Dépité pis essoufflé, notre bonhomme, les yeux mouillés d’larmes épaisses, amères, impuissantes, leva le bras en signe d’abandon et la clameur cessa. Même le bruit des chars, des passants, d’la foule autour, tout disparaissait. Lentement, il s’assit, mit de côté le mégaphone et sa voix s’réduisit à un murmure rauque.

« J’sais plus, j’l’ai jamais su p’t’être…Qu’est-ce qu’il vous faut pour vous l’ver l’cul ? Qu’on vous promette la fin du monde ? L’apocalypse ? L’effondrement et la perte du genre humain ? Ça arrivera pas d’sitôt, faites-vous pas d’espoir, bercez-vous pas d’illusions…C’t’un mythe…Une mauvaise farce. Faut-tu juste qu’on vous prive de vos p’tits privilèges ? Qu’on coupe vos téléphones ? Qu’on vous ôte le hockey, le cinéma à deux balles de l’autre, là, Dolan, c’te p’tit crisse de bou…»

« Bon, un autre qui chiale sur Xavier Dolan ! »

C’était un jeune homme qui venait d’parler. Il s’avança et vint s’tenir devant notre bonhomme.

« Qu’est-ce que vous avez contre le cinéaste, hein ? »

Un silence de mort s’installa, l’atmosphère devenant soudain lourde.
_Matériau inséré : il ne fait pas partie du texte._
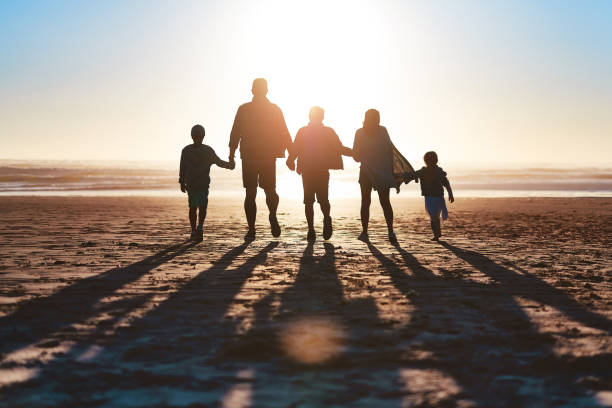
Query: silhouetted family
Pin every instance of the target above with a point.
(261, 133)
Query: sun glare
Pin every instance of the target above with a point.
(316, 57)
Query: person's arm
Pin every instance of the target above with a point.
(182, 172)
(283, 133)
(345, 151)
(235, 136)
(231, 164)
(294, 151)
(388, 142)
(356, 152)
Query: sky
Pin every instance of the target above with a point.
(504, 82)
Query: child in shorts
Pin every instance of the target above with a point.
(194, 177)
(433, 179)
(317, 149)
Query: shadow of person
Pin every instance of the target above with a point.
(195, 313)
(174, 345)
(528, 286)
(306, 340)
(40, 317)
(478, 337)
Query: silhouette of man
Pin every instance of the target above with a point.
(260, 130)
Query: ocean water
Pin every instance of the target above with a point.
(161, 179)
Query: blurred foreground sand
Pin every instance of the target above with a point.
(104, 303)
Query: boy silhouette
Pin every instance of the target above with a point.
(194, 177)
(317, 149)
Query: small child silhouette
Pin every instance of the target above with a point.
(194, 177)
(433, 179)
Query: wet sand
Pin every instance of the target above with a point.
(103, 302)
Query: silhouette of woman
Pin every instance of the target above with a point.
(373, 148)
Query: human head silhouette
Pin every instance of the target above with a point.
(371, 121)
(431, 159)
(197, 133)
(316, 114)
(260, 87)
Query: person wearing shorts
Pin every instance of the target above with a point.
(317, 149)
(194, 177)
(260, 131)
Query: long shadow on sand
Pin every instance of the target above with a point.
(171, 347)
(482, 338)
(528, 286)
(40, 317)
(310, 346)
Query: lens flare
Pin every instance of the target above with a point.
(313, 340)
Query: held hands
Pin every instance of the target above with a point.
(291, 164)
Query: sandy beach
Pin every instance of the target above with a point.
(104, 302)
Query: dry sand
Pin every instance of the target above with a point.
(104, 303)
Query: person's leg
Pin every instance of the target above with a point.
(202, 211)
(366, 192)
(383, 197)
(192, 217)
(309, 212)
(250, 174)
(267, 181)
(323, 198)
(309, 198)
(250, 207)
(272, 200)
(435, 227)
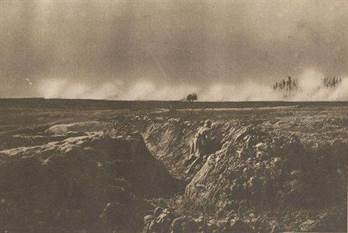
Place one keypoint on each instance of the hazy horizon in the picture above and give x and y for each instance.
(164, 50)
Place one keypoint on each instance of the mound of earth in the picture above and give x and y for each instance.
(94, 183)
(261, 172)
(284, 175)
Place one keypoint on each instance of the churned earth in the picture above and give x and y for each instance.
(107, 169)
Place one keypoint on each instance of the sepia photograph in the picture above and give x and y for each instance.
(173, 116)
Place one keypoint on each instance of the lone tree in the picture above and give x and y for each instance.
(191, 97)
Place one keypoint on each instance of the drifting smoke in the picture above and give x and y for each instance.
(310, 87)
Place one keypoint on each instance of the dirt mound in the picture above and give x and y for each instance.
(93, 183)
(81, 127)
(259, 171)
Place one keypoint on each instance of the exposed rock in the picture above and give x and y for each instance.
(93, 182)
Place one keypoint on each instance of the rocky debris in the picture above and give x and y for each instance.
(81, 127)
(94, 183)
(261, 170)
(167, 220)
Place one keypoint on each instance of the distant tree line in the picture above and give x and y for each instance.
(191, 97)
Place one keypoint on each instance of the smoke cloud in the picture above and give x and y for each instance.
(147, 49)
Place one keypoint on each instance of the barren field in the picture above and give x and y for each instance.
(125, 167)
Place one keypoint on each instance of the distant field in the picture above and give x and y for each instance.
(115, 104)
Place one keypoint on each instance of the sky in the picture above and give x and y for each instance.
(165, 49)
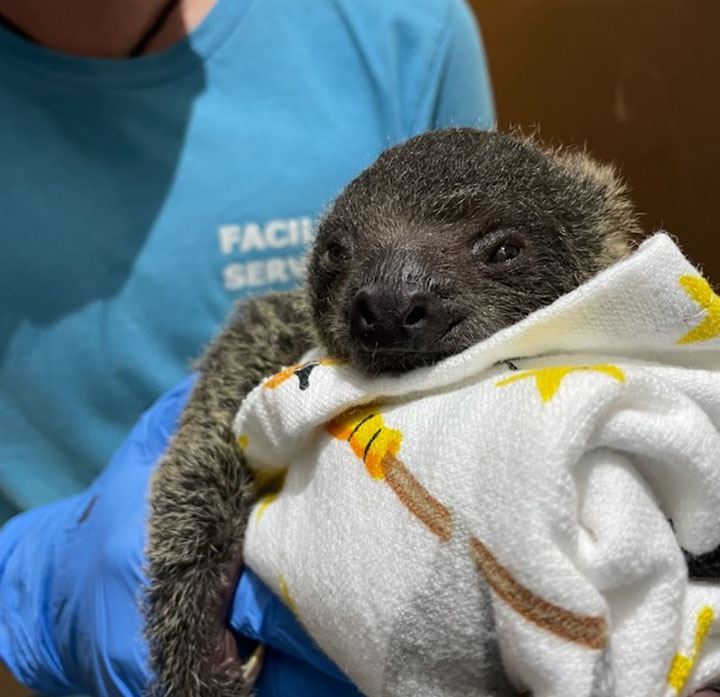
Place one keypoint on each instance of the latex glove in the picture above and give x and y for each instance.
(70, 578)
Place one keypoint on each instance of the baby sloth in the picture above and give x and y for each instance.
(443, 241)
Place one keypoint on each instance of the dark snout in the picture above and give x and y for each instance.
(398, 318)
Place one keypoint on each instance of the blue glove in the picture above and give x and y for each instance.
(71, 573)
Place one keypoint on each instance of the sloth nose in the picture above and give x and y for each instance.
(401, 318)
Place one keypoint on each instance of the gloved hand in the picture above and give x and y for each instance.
(71, 574)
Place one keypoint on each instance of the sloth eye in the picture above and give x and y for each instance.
(336, 253)
(503, 252)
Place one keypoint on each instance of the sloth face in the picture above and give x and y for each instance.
(452, 236)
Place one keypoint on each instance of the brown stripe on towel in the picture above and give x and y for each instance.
(572, 626)
(417, 499)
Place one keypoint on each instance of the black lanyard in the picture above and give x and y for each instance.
(137, 50)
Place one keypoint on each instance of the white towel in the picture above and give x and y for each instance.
(512, 518)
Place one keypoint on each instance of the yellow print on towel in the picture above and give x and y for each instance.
(368, 436)
(548, 380)
(682, 664)
(700, 291)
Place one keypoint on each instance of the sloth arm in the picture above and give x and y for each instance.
(200, 498)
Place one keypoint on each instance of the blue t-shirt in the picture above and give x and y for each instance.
(140, 198)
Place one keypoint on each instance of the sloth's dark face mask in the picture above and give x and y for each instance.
(445, 240)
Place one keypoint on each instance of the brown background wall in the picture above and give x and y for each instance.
(638, 81)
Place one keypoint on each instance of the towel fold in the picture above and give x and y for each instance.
(514, 517)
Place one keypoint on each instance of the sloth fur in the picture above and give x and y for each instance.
(474, 230)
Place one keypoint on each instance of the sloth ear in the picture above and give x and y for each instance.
(618, 227)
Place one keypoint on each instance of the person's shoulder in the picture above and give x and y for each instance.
(408, 18)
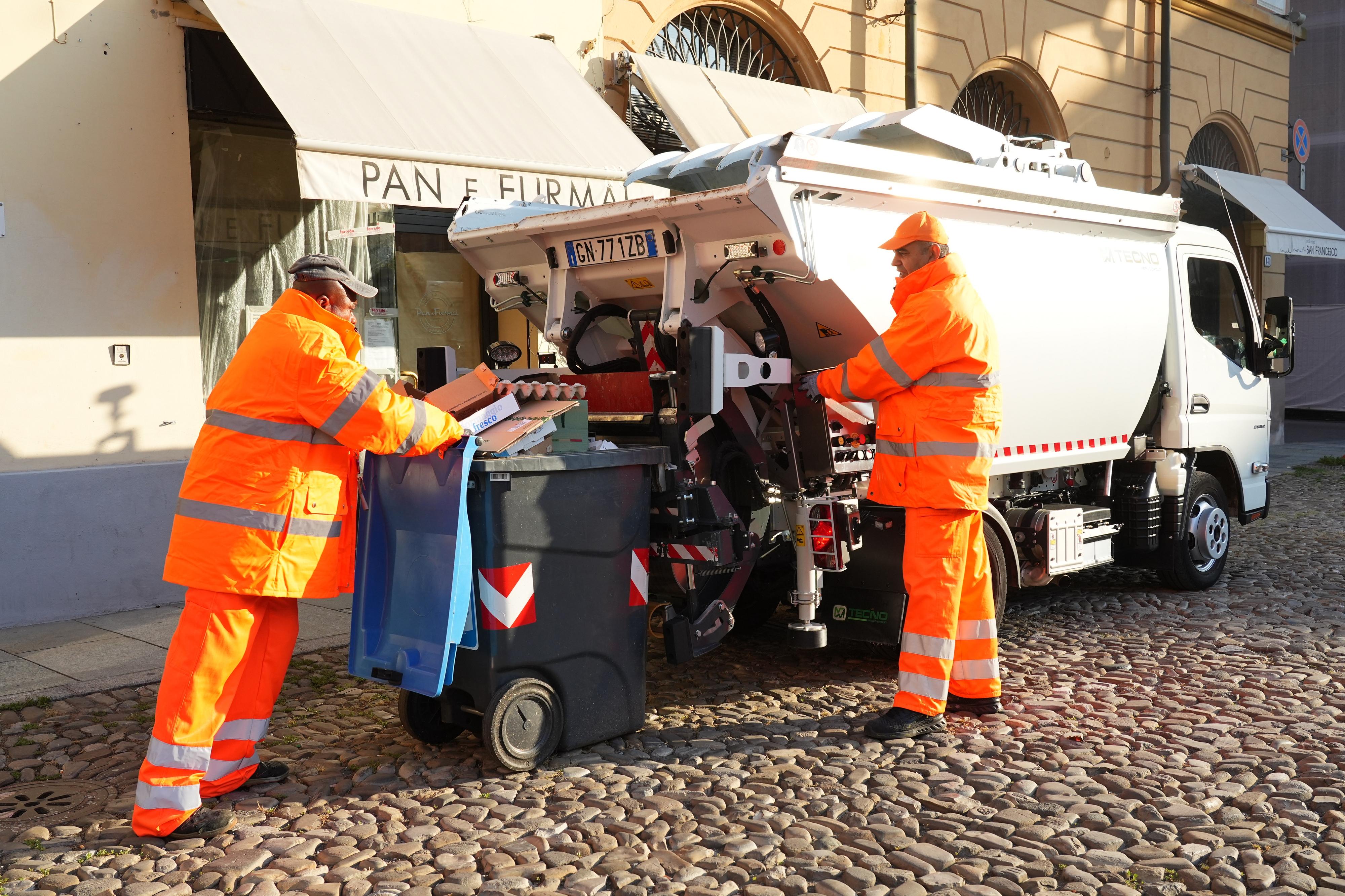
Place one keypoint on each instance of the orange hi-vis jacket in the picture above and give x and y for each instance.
(267, 506)
(934, 376)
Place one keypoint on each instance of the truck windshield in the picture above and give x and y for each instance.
(1219, 307)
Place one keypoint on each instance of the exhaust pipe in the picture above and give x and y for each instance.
(911, 53)
(1165, 103)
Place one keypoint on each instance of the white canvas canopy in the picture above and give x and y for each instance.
(1295, 227)
(393, 107)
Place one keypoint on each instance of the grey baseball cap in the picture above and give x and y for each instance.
(319, 267)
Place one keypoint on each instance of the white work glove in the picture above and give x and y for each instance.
(809, 384)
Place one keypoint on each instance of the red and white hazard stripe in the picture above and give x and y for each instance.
(640, 578)
(691, 552)
(653, 362)
(1062, 447)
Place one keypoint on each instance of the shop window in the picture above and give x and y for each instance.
(252, 224)
(439, 295)
(1219, 307)
(714, 38)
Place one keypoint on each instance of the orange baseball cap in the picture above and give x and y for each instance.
(922, 225)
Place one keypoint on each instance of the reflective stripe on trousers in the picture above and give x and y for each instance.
(223, 675)
(950, 629)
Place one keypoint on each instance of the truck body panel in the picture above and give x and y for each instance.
(1126, 346)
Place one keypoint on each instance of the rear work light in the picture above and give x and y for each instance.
(740, 251)
(835, 532)
(827, 547)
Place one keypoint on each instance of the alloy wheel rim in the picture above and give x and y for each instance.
(1208, 533)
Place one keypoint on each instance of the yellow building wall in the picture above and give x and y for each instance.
(96, 186)
(99, 247)
(1098, 58)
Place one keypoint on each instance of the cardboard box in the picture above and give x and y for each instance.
(571, 434)
(524, 430)
(467, 395)
(490, 415)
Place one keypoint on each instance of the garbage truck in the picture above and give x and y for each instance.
(1135, 364)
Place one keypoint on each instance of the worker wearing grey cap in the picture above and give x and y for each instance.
(266, 516)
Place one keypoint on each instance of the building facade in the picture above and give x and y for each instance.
(1317, 97)
(1085, 72)
(150, 201)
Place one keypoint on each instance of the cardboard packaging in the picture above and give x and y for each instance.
(524, 430)
(467, 395)
(490, 415)
(571, 434)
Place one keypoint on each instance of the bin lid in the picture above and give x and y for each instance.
(579, 461)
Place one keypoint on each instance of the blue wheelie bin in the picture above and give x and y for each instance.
(508, 597)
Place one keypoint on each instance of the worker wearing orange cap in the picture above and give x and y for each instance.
(934, 376)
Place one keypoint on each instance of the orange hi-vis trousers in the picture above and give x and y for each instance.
(949, 638)
(224, 672)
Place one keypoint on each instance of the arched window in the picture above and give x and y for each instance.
(1213, 147)
(989, 103)
(714, 38)
(1011, 100)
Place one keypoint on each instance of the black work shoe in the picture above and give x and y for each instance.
(900, 722)
(270, 773)
(205, 824)
(974, 705)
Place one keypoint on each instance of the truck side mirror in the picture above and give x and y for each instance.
(1277, 350)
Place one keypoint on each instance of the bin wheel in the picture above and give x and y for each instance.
(424, 719)
(523, 724)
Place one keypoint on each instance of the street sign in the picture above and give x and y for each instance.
(1303, 142)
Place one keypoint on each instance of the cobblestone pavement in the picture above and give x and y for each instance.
(1153, 742)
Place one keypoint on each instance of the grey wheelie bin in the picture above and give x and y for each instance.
(528, 625)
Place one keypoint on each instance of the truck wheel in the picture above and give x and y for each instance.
(766, 588)
(999, 572)
(423, 718)
(1200, 549)
(524, 723)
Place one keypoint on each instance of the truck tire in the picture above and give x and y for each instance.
(999, 572)
(1200, 549)
(766, 590)
(423, 719)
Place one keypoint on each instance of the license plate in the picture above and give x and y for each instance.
(619, 247)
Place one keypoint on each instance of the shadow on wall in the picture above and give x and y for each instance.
(118, 446)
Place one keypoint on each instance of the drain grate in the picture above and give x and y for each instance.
(50, 802)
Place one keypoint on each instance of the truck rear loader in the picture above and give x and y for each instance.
(1135, 364)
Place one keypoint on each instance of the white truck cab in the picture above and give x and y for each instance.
(1135, 364)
« Ben, rien, mais j’voulais juste dire que… »

« Pas foutu d’vivre de votre art et en vieux performeur raté qu’vous êtes, vous préférez chier sur un jeune d’à peine 25 ans à qui tout réussit, pathétique ! »

« Mais non, voyons ! J’voulais juste dire que… »

Notre bonhomme n’eut pas l’temps d’finir sa phrase que le jeune homme lui foutait une vigoureuse baffe sur la gueule. Il tomba de sa chaise, tenta de s’relever, mais une femme se dressa au-dessus d’lui.

« Ça pue la jalousie votre cirque ! Vos discours, votre maudite logorrhée, ça suinte la mauvaise foi ! »

« Mais j’vous jure que je ne… »

À nouveau, avant qu’il puisse s’défendre, une tierce personne lui balançait un coup d’pied au pied. Et là, c’est toute son audience qui se précipita, le rouant de gifles et de poing. Il se faisait mordre par des caniches, cogner par des boites de souliers neufs tout juste achetés chez Aldo, on lui versait du café Starbuck brûlant sur la figure.

On lui sacra une hostie d’volée. Un calvaire qui dura plusieurs minutes, jusqu’à c’que, satisfaite pis apaisée, la meute s’dispersa, le laissant à baigner dans son urine, son sang et ses râlements agonisants. Les gens retournèrent ainsi vaquer à leurs achats, ragaillardis par l’exercice.

Cette journée-là, la Chambre des commerces du Plateau enregistra des ventes record tout le long d’l’Avenue Morne-Royal. Tout particulièrement la Boite Noire.